Palladium (950 fine) is represented by the helmeted head of Pallas Athena.

The crown indicates gold.

The orb indicates platinum.

international convention symbol


Members of the International Convention on Hallmarks apply, accept and recognize these common control marks in their countries. The member countries of the convention are Austria, Croatia, Cyprus, Czech Republic, Denmark, Finland, Hungary, Ireland, Israel, Latvia, Lithuania, Netherlands, Norway, Poland, Portugal, Slovak Republic, Slovenia, Sweden, Switzerland and the United States. Empire.

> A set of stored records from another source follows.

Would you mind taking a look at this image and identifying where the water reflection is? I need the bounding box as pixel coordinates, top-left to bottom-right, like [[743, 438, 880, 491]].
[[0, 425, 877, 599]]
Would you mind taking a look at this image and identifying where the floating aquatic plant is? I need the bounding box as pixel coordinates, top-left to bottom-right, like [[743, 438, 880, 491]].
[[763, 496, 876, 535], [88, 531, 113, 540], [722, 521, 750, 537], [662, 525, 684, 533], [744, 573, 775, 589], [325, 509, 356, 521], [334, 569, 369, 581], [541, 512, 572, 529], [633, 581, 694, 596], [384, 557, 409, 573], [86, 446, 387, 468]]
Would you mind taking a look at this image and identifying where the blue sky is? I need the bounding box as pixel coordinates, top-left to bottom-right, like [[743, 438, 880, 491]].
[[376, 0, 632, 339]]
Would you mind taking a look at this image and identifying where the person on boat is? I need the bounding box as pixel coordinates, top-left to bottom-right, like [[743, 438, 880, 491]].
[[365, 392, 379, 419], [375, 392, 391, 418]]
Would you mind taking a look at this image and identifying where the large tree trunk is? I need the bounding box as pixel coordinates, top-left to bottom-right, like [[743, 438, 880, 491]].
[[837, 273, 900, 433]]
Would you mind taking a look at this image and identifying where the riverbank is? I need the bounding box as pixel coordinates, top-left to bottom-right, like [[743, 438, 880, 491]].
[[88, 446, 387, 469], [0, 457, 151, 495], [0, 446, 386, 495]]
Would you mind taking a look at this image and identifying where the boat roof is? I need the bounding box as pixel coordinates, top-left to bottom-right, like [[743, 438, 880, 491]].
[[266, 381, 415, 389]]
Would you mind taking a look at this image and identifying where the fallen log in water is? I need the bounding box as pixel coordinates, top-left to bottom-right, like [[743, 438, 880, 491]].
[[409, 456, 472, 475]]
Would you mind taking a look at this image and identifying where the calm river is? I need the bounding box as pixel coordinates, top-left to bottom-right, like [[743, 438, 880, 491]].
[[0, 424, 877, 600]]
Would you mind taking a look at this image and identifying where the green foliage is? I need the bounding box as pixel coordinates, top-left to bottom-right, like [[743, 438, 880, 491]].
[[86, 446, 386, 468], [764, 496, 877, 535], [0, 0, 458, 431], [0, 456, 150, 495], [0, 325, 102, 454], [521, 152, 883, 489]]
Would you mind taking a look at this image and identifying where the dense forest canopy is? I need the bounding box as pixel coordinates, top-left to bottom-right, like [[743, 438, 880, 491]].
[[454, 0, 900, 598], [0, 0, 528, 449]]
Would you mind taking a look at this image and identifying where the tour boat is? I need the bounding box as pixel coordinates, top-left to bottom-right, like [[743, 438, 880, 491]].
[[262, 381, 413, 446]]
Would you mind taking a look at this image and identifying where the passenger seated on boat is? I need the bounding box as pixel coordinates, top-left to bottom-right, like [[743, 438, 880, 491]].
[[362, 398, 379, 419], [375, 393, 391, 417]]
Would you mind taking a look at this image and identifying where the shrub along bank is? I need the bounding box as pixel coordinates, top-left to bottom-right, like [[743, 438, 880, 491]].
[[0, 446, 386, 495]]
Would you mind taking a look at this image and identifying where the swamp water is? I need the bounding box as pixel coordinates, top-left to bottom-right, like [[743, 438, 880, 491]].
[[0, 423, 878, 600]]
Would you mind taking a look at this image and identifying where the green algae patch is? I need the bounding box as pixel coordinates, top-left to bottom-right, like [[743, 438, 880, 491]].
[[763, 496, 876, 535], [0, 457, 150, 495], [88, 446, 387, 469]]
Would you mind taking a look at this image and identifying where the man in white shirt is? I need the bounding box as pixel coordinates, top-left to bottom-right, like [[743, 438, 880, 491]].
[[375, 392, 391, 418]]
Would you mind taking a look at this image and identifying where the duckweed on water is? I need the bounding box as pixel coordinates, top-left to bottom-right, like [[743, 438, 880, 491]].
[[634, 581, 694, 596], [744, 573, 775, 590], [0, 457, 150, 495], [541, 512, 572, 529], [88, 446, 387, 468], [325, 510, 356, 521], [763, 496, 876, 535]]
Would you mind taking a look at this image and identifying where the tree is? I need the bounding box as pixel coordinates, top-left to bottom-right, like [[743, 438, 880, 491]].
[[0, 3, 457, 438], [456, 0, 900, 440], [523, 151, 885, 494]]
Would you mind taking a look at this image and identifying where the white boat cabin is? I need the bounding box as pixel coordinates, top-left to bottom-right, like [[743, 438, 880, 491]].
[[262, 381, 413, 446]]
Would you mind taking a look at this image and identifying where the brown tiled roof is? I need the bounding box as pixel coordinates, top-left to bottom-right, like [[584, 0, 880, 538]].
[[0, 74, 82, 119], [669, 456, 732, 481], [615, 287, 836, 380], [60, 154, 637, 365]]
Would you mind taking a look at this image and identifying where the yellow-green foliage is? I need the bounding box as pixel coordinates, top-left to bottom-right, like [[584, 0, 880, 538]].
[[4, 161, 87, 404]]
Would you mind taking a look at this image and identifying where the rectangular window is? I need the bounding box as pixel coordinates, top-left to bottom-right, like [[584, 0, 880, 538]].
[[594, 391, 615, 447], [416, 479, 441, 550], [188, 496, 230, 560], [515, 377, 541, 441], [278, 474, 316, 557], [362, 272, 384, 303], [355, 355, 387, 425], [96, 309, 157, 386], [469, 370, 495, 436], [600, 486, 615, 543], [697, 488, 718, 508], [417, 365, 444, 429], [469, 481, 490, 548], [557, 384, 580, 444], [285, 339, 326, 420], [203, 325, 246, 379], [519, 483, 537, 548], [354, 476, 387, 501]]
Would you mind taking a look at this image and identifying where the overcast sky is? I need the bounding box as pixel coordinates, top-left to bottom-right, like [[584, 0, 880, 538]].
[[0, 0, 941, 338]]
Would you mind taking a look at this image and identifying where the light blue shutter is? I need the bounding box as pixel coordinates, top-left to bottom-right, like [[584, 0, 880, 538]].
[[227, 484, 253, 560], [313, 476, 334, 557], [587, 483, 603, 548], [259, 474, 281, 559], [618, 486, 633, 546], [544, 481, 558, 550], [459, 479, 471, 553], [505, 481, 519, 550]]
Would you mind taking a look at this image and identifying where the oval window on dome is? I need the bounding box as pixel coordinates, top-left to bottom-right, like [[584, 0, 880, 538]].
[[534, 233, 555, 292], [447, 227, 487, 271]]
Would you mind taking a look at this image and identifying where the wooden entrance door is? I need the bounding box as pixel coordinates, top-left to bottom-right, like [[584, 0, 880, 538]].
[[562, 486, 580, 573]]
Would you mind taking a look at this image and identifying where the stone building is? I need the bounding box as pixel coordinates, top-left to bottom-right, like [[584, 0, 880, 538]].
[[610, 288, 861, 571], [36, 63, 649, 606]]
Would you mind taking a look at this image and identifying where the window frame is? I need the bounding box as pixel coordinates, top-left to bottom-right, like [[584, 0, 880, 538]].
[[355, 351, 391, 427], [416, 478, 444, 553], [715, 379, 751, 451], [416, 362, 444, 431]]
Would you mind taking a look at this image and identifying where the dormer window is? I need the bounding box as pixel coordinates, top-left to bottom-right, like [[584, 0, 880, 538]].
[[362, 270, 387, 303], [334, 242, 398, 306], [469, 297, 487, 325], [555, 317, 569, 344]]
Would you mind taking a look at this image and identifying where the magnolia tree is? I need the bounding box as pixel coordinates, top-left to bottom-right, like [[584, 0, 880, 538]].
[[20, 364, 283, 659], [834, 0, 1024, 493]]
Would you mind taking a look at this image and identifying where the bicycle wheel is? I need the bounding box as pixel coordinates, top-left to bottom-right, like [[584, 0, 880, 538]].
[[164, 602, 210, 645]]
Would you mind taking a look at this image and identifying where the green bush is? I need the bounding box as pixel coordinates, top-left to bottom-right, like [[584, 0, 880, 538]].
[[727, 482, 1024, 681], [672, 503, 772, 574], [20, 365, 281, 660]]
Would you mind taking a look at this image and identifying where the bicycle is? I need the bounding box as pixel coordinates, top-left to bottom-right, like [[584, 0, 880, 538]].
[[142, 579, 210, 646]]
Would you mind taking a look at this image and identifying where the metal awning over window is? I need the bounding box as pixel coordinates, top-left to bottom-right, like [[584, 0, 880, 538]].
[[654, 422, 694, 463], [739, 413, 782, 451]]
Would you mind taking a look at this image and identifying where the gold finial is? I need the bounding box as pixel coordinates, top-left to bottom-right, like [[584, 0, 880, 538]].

Hallmarking of Jewelery in the United States:

The United States lacks a proper assaying system. Customers are sometimes offered gold that suffers from undercutting, in which the offered gold content may be lower than stated. Best Guarantee is an organization such as Jewelers of America that puts the letter “J” above the entrance to guarantee the quality of the goods and undertakes to comply with the Code.

Policy. However, the manufacturer’s trademark is solely responsible before the law. Any infringement of customer rights can win big claims.

Refers to membership of the Plumb Gold Club, a voluntary jeweler’s body in the United States that has strict guidelines and tests.


Hallmarking of Jewelery in Singapore (Singapore Assay Office) :


The SAO of the Singapore Test Service is an independently accredited assaying center for the testing and hallmarking of precious metals such as gold and silver. To be considered for hallmarking the assay procedure is conducted using instruments such as XRF-fluorescence spectrometer and fire assay methods that follow Singapore standard SS581:2012.

Hallmarks include the following:

a) SAO lion head marking.

b) The fineness mark represents the purity of the metal.

c) A simple logo or words marking to represent the jeweler’s company or manufacturer.


Hallmarking of Jewelery in Japan

The Japanese government has never practiced or discussed systems for testing, assaying and hallmarking gold.

The Japanese government has never practiced or discussed systems for testing, assaying and hallmarking gold jewellery. Japan accepts metals such as gold, silver and platinum from international standards organizations.

The following are acceptable standards:

Gold of fineness- 917, 835,750, 625, 585, 500, 417 and 375.

Silver of Fineness- 950, 925, 900 and 800.

Platinum of Finance – 950, 900 and 850.


Conclusion

The objective of mandatory hallmarking is to bring more customer confidence and protect them from falling prey to false declarations about the purity of gold or other precious metals. As seen above, every milligram jewel should be hallmarked, regardless of weightage.